Suddenly I didn’t want him to leave and, resisting the urge to reach for his hand, I stammered rather awkwardly, “What happened to the girl?” I wanted to know.
“What girl?” A flick of the wrist and somehow, he had paid.
“The girl you had an arrangement with,” I said. “The one with the dead boyfriend.” I cringed at my directness but nothing seemed to alter the poised and self-assured smile. I was sad that it had gone by so fast and now it was over.

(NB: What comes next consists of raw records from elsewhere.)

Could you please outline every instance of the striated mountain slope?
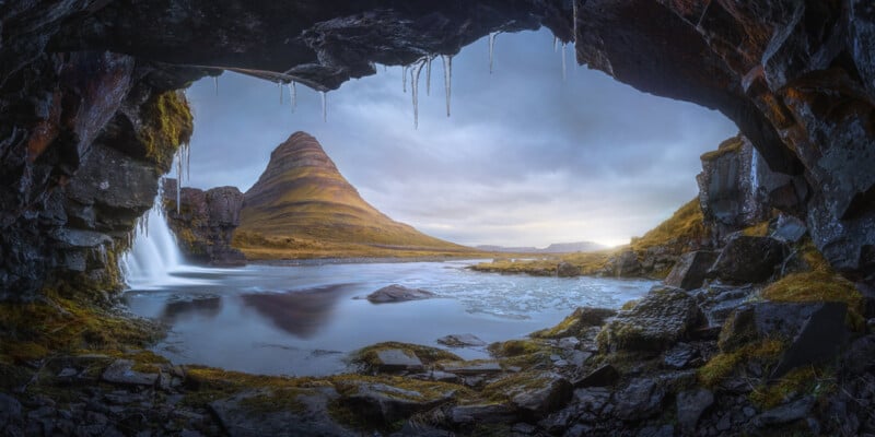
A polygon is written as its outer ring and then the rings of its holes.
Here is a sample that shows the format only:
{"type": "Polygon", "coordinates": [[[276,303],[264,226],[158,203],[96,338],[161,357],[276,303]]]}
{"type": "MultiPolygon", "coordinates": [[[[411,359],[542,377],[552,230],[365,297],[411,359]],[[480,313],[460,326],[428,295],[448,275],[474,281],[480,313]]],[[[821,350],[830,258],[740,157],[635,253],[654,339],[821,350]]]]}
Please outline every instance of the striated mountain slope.
{"type": "Polygon", "coordinates": [[[295,132],[280,144],[261,177],[246,191],[235,245],[255,258],[471,250],[377,211],[305,132],[295,132]]]}

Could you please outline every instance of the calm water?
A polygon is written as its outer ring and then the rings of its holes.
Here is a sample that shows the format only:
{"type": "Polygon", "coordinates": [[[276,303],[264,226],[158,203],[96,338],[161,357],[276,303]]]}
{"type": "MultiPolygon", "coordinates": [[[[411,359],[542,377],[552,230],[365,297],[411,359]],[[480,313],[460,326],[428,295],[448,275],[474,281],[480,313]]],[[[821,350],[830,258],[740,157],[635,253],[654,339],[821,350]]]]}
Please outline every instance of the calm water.
{"type": "MultiPolygon", "coordinates": [[[[558,279],[472,272],[474,261],[249,265],[187,269],[172,285],[130,290],[130,309],[167,323],[155,351],[197,363],[275,375],[327,375],[346,368],[359,347],[472,333],[486,342],[553,326],[578,306],[619,307],[652,281],[558,279]],[[440,298],[375,305],[357,297],[389,284],[440,298]]],[[[465,358],[485,349],[454,349],[465,358]]]]}

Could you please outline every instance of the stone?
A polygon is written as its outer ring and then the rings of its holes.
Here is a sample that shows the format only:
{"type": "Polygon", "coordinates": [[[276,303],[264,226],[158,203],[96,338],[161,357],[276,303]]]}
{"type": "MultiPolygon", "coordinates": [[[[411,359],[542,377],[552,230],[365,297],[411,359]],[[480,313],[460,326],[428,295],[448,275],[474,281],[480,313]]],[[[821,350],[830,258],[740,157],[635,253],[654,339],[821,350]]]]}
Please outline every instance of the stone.
{"type": "Polygon", "coordinates": [[[434,297],[434,293],[427,290],[408,288],[402,285],[393,284],[377,290],[368,295],[368,300],[374,304],[397,303],[407,300],[420,300],[434,297]]]}
{"type": "Polygon", "coordinates": [[[780,378],[800,366],[832,362],[848,342],[847,314],[848,305],[844,303],[824,303],[802,326],[772,370],[771,378],[780,378]]]}
{"type": "Polygon", "coordinates": [[[479,361],[479,362],[452,362],[452,363],[443,363],[441,364],[441,368],[444,371],[448,371],[455,375],[482,375],[482,374],[497,374],[502,371],[501,365],[499,362],[489,359],[489,361],[479,361]]]}
{"type": "Polygon", "coordinates": [[[415,353],[400,349],[376,351],[376,359],[378,363],[375,364],[380,371],[419,371],[423,368],[422,362],[415,353]]]}
{"type": "Polygon", "coordinates": [[[573,385],[575,388],[607,387],[616,383],[618,379],[620,379],[620,373],[610,364],[605,364],[578,379],[573,385]]]}
{"type": "Polygon", "coordinates": [[[709,274],[727,284],[765,282],[786,253],[786,245],[774,238],[736,235],[726,243],[709,274]]]}
{"type": "Polygon", "coordinates": [[[620,312],[599,333],[605,351],[661,352],[687,338],[704,317],[685,291],[655,286],[634,308],[620,312]]]}
{"type": "Polygon", "coordinates": [[[756,416],[754,424],[758,427],[765,427],[795,422],[805,418],[814,404],[815,399],[808,395],[756,416]]]}
{"type": "Polygon", "coordinates": [[[450,410],[450,421],[459,425],[508,423],[516,418],[513,408],[505,404],[456,405],[450,410]]]}
{"type": "Polygon", "coordinates": [[[207,191],[184,187],[177,205],[176,184],[176,179],[164,179],[162,205],[183,253],[210,265],[246,264],[243,252],[231,247],[234,231],[240,226],[243,193],[235,187],[207,191]]]}
{"type": "Polygon", "coordinates": [[[556,267],[556,275],[559,277],[576,277],[581,275],[581,268],[572,263],[561,261],[556,267]]]}
{"type": "Polygon", "coordinates": [[[699,288],[716,259],[718,253],[708,250],[684,253],[663,282],[665,285],[684,290],[699,288]]]}
{"type": "Polygon", "coordinates": [[[480,347],[486,346],[486,342],[474,334],[451,334],[438,339],[438,343],[450,347],[480,347]]]}
{"type": "Polygon", "coordinates": [[[805,222],[792,215],[781,214],[771,236],[788,244],[795,244],[807,233],[808,227],[805,222]]]}
{"type": "Polygon", "coordinates": [[[714,393],[699,388],[681,391],[677,394],[677,423],[680,432],[687,436],[696,435],[699,417],[714,403],[714,393]]]}
{"type": "Polygon", "coordinates": [[[557,374],[541,374],[537,387],[527,388],[511,398],[511,404],[527,414],[544,417],[565,406],[573,390],[571,383],[557,374]]]}
{"type": "Polygon", "coordinates": [[[158,374],[144,374],[131,370],[133,362],[130,359],[116,359],[106,370],[103,371],[101,378],[104,381],[112,383],[120,383],[127,386],[154,386],[158,381],[158,374]]]}
{"type": "Polygon", "coordinates": [[[665,389],[650,378],[635,378],[617,392],[614,413],[622,421],[639,421],[656,414],[665,398],[665,389]]]}
{"type": "Polygon", "coordinates": [[[663,363],[675,369],[682,369],[689,366],[690,362],[697,357],[698,351],[687,343],[678,343],[663,355],[663,363]]]}

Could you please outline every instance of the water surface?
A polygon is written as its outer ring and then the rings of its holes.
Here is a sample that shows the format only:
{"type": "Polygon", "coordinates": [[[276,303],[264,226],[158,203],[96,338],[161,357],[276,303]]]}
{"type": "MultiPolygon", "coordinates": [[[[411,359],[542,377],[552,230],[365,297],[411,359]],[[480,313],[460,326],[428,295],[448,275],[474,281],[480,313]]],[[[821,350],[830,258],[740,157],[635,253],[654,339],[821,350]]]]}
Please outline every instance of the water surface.
{"type": "MultiPolygon", "coordinates": [[[[383,341],[441,346],[447,334],[486,342],[551,327],[579,306],[617,308],[652,281],[480,273],[475,261],[349,263],[177,270],[171,285],[125,294],[130,309],[167,323],[155,351],[177,364],[271,375],[343,371],[351,351],[383,341]],[[397,304],[362,299],[389,284],[440,297],[397,304]],[[359,297],[359,298],[357,298],[359,297]]],[[[485,349],[454,349],[465,358],[485,349]]]]}

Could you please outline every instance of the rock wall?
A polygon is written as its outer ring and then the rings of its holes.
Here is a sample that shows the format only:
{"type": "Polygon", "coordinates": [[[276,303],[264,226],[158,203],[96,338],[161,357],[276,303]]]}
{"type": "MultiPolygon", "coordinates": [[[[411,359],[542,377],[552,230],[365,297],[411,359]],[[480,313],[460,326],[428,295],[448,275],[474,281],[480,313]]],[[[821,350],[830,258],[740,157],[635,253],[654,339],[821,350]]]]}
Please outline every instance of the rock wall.
{"type": "Polygon", "coordinates": [[[188,259],[210,265],[246,264],[243,252],[231,247],[243,209],[243,193],[236,187],[183,188],[178,208],[176,179],[164,179],[162,192],[164,216],[188,259]]]}
{"type": "MultiPolygon", "coordinates": [[[[105,240],[66,236],[92,231],[80,227],[88,204],[72,223],[65,216],[65,187],[102,137],[164,169],[172,147],[150,147],[153,138],[139,134],[137,122],[154,96],[220,70],[328,91],[375,73],[371,62],[453,55],[490,32],[539,26],[573,40],[580,63],[733,119],[773,172],[793,178],[795,192],[778,190],[773,204],[806,220],[835,268],[875,281],[875,8],[867,0],[588,0],[576,8],[562,0],[31,0],[0,10],[0,23],[2,298],[33,295],[46,277],[82,265],[67,253],[75,244],[105,240]]],[[[184,140],[184,131],[166,137],[184,140]]],[[[105,206],[92,210],[94,232],[107,236],[132,226],[115,214],[142,208],[105,206]]]]}

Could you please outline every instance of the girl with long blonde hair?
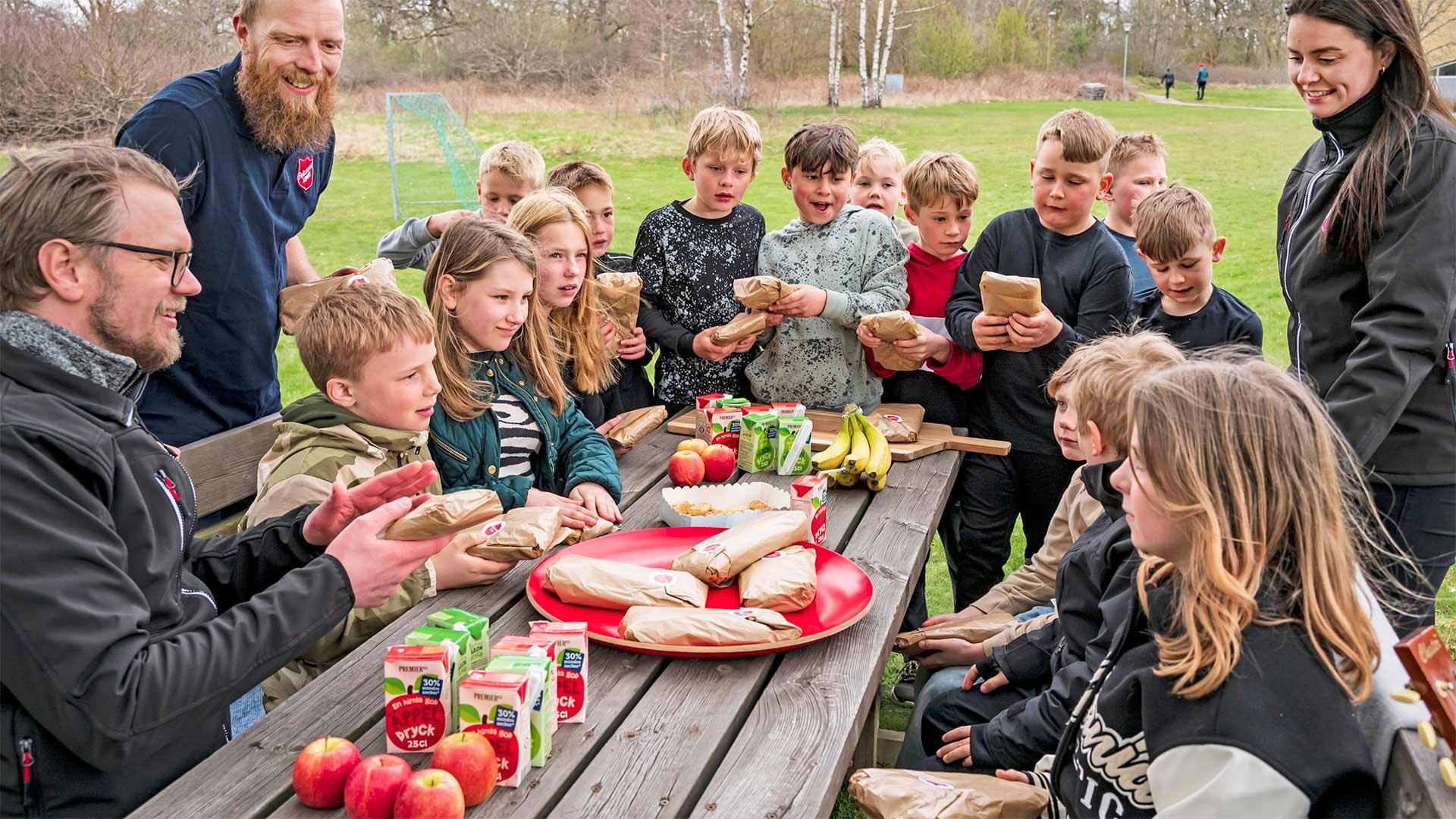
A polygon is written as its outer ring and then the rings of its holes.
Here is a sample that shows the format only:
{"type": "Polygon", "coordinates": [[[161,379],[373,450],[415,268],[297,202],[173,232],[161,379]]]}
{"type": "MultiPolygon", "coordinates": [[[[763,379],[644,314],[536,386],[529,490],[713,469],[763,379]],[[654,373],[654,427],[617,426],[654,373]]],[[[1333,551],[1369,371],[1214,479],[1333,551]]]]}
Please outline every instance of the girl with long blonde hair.
{"type": "Polygon", "coordinates": [[[1073,815],[1377,816],[1354,717],[1379,644],[1361,557],[1386,554],[1324,404],[1258,360],[1131,391],[1115,472],[1143,555],[1124,625],[1037,781],[1073,815]],[[1152,635],[1149,640],[1147,635],[1152,635]]]}
{"type": "Polygon", "coordinates": [[[561,345],[566,383],[581,411],[604,431],[628,410],[616,395],[619,345],[635,358],[646,347],[636,338],[619,340],[598,303],[587,210],[566,188],[543,188],[511,208],[510,224],[536,243],[539,299],[561,345]]]}
{"type": "Polygon", "coordinates": [[[499,220],[459,219],[430,259],[425,303],[440,377],[430,449],[446,491],[555,506],[574,528],[620,520],[617,462],[562,380],[531,242],[499,220]]]}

“Oh,” his eyes impaled against my soul for a second. “She got another one. Another boyfriend. That’s always the way, in the end. Don’t forget your gift, and don’t get up.” He bent down to give me a kiss on the head. He smelt like life. “You’ll like New York, every girl should go to New York in their early twenties.”
And he was gone.
I sat back, let out an inhale. Suddenly I was drunk in a world where I didn’t belong, Alice on potions, but still I stayed to drain every drop of it. The middle-aged couple glanced across.
Outside it was warm, I zigzagged across Hyde Park and gave twenty to a homeless man. The world was mine. I sat by the water edge, popped the champagne from my Harrods bag and swigged from the bottle. Kicked off my fabric tiger lily boots against the lake and felt alive. I stared up at all the windows and inside all the rooms at the Baglioni Hotel.